Recommendations for the Screening, Monitoring & Treatment of Interstitial Lung Disease Under Final Development
SAN DIEGO—Many patients with interstitial lung disease (ILD) have concurrent systemic autoimmune rheumatic diseases (SARDs), such as systemic sclerosis, rheumatoid arthritis, Sjögren’s syndrome, mixed connective tissue disease or idiopathic inflammatory myopathies. During a Sunday, Nov.12, scientific session at ACR Convergence, Sindhu Johnson, MD, PhD, professor of medicine at the University of Toronto, Canada, highlighted some key considerations and clinical pearls related to ACR’s new guideline on SARDs and ILD.1,2
Dinesh Khanna, MD, MSc, professor of medicine and director of the University of Michigan Scleroderma Program, Ann Arbor, illustrated some of the recommendations via case studies from his practice.
Example Case Presentation: Early Diffuse Systemic Sclerosis
Dr. Khanna described a 51-year-old woman with a new referral for early diffuse systemic sclerosis. Her first non-Raynauds phenomenon symptoms were joint swelling, followed by puffy fingers and other symptoms such as pruritus and gastroesophageal reflux disease; she now had significant disability.
The patient’s modified Rodnan skin score was 23/51, suggesting significant skin fibrosis. Her platelet count was elevated at 474,000 platelets/mcL (normal, less than 200,000) and her inflammatory markers were also elevated (e.g., a C-reactive protein of 2 mg/dL; normal, less than 0.6 mg/dL). She was also positive for antibodies against topoisomerase (anti-SCL-70 antibodies).
However, she did not report cough or dyspnea on exertion, and her chest was clear to auscultation.
Clinical Questions: Early ILD is often asymptomatic. Does this patient need screening for ILD? If so, which tests? What if she had a different SARD, clinical features or risk factors?
In her talk, Dr. Johnson pointed out that although all the SARDs impart an increased risk of ILD compared with the general population, some SARDs carry a higher risk than others. Additionally, patients with the same disease may have a greater likelihood of developing an ILD based on known risk factors.

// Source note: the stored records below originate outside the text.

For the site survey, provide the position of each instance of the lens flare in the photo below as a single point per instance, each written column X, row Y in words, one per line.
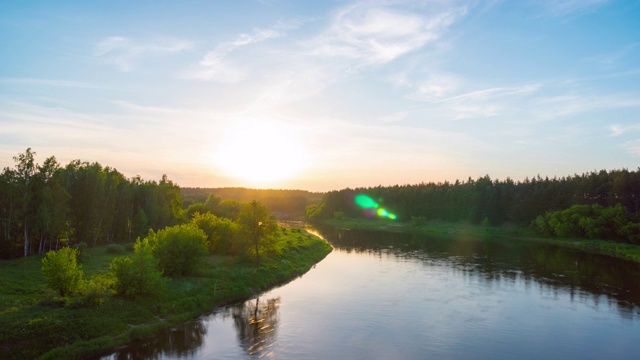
column 369, row 207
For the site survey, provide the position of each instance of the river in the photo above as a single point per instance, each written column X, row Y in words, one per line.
column 399, row 296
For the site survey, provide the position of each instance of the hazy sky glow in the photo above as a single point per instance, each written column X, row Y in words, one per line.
column 330, row 94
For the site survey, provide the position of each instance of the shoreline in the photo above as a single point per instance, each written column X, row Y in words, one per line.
column 621, row 251
column 31, row 330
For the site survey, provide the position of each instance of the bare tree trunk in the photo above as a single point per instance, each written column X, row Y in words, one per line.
column 26, row 239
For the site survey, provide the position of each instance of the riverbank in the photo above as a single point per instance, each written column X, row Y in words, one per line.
column 511, row 232
column 33, row 326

For example, systemic sclerosis imparts the highest risk of ILD among the SARDs, and Dr. Johnson said the vast majority of such patients should be screened. In contrast, not all patients with rheumatoid arthritis or other SARDs need screening. However, if one or more risk factors are present, the patient and physician should at least discuss the need for screening.